Jeśli Robert Lewandowski strzela bramkę, FC Barcelona wygrywa. W przeciwnym wypadku traci punkty. Polak zdobył 12 spośród 24 goli Dumy Katalonii trafionych w La Lidze i Lidze Mistrzów. W trzech meczach Lewy nie zdołał trafić do siatki: z Rayo Vallecano (0-0), Bayernem (2-0) i Interem (1-0). Poważne są zwłaszcza konsekwencje przegranych w europejskich rozgrywkach. Barcelona bardzo skomplikowała sobie awans do 1/8 finału Ligi Mistrzów i musi wygrać w starciu z Interem na Camp Nou.
Pozostali napastnicy nie spisują się tak, jak powinni. Po Lewandowskim najwięcej bramek na koncie mają Ansu Fati (318 rozegranych minut) i Ousmane Dembélé (725 minut), ale mają tylko po dwa trafienia. Francuz tyle samo goli strzelił w całych zeszłorocznych rozgrywkach, lecz wciąż jest to słaby wynik. Po jednym trafieniu mają Raphinha (487 minut), Ferran Torres (238 minut) i Memphis Depay (131 minut). Spośród pomocników tylko trzech trafiło do siatki: Pedri (716 minut), Frenkie de Jong (470 minut) i Franck Kessié (247 minut); natomiast jeśli chodzi o defensywę, gola strzelili Eric García (494 minuty) i Sergi Roberto (244 minuty). Wszyscy muszą dawać z siebie więcej.

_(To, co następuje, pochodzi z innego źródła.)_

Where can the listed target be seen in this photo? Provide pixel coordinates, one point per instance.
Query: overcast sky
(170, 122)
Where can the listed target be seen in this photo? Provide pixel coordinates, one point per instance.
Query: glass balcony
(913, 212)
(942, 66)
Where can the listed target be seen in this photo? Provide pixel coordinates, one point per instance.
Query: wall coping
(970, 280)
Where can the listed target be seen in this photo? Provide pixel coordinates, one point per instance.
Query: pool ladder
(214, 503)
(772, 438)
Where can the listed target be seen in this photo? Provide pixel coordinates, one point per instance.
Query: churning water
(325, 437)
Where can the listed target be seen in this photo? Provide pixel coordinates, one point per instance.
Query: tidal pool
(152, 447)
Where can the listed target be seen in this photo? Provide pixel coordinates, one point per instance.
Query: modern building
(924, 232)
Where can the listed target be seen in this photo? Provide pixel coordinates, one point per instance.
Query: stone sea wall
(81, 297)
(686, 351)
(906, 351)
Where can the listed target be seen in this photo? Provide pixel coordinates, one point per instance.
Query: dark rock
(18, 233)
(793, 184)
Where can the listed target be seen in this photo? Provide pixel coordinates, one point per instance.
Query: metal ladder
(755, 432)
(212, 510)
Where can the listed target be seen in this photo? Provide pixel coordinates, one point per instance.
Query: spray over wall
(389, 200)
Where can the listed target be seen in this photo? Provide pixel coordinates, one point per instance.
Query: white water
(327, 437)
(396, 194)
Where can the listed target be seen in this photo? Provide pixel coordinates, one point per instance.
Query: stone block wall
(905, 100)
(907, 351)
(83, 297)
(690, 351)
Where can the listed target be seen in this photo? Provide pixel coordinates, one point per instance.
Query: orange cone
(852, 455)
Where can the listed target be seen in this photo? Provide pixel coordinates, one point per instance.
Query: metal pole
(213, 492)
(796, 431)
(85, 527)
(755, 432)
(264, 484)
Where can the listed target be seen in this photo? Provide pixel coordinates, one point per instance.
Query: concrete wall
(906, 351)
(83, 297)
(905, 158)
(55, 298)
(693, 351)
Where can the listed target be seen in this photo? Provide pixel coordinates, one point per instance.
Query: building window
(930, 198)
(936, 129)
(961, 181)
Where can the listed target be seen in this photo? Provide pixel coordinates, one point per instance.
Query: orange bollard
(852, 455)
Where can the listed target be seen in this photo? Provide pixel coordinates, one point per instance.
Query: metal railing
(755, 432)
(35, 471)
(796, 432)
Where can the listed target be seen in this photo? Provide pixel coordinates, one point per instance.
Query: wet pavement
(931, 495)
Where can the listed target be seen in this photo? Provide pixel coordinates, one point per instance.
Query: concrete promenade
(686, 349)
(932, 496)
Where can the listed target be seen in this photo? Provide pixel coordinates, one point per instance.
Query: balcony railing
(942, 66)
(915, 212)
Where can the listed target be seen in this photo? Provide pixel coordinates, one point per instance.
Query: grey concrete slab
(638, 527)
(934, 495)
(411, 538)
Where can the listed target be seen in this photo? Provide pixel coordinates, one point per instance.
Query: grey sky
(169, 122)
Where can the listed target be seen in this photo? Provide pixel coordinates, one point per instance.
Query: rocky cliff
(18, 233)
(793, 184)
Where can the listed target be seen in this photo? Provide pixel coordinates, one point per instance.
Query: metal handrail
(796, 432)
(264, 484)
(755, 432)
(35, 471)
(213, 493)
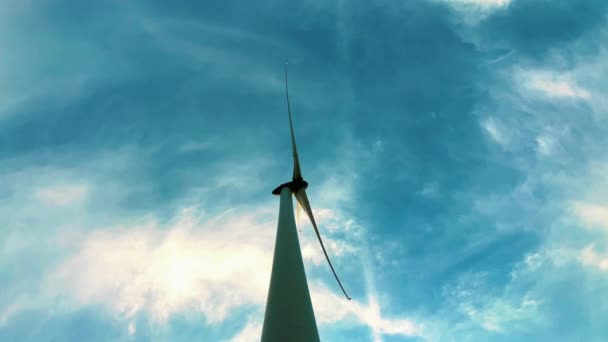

Trudno jest trafić do bramki, jeśli tylko dwa strzały lecą w jej kierunku, jak miało to miejsce we wtorkowym meczu. W tym sezonie, podobnie jak w zeszłorocznych rozgrywkach, Barcelona znów ma problem ze zdobywaniem goli na wyjeździe. W ostatnich pięciu meczach Ligi Mistrzów poza Camp Nou Katalończycy strzelili jedną bramkę. W spotkaniu z Dynamem Kijów w listopadzie 2021 rok do siatki trafił Ansu Fati. Wcześniej jednak Barça przegrała z Benficą (3-0), a po starciu z Ukraińcami poległa z Bayernem (3-0 i 2-0) oraz Interem (1-0).
Do tego trzeba dodać problemy w defensywie. Ter Stegen od pięciu kolejek nie puścił gola w krajowych rozgrywkach, ale nie jest w stanie zachować czystego konta w Lidze Mistrzów.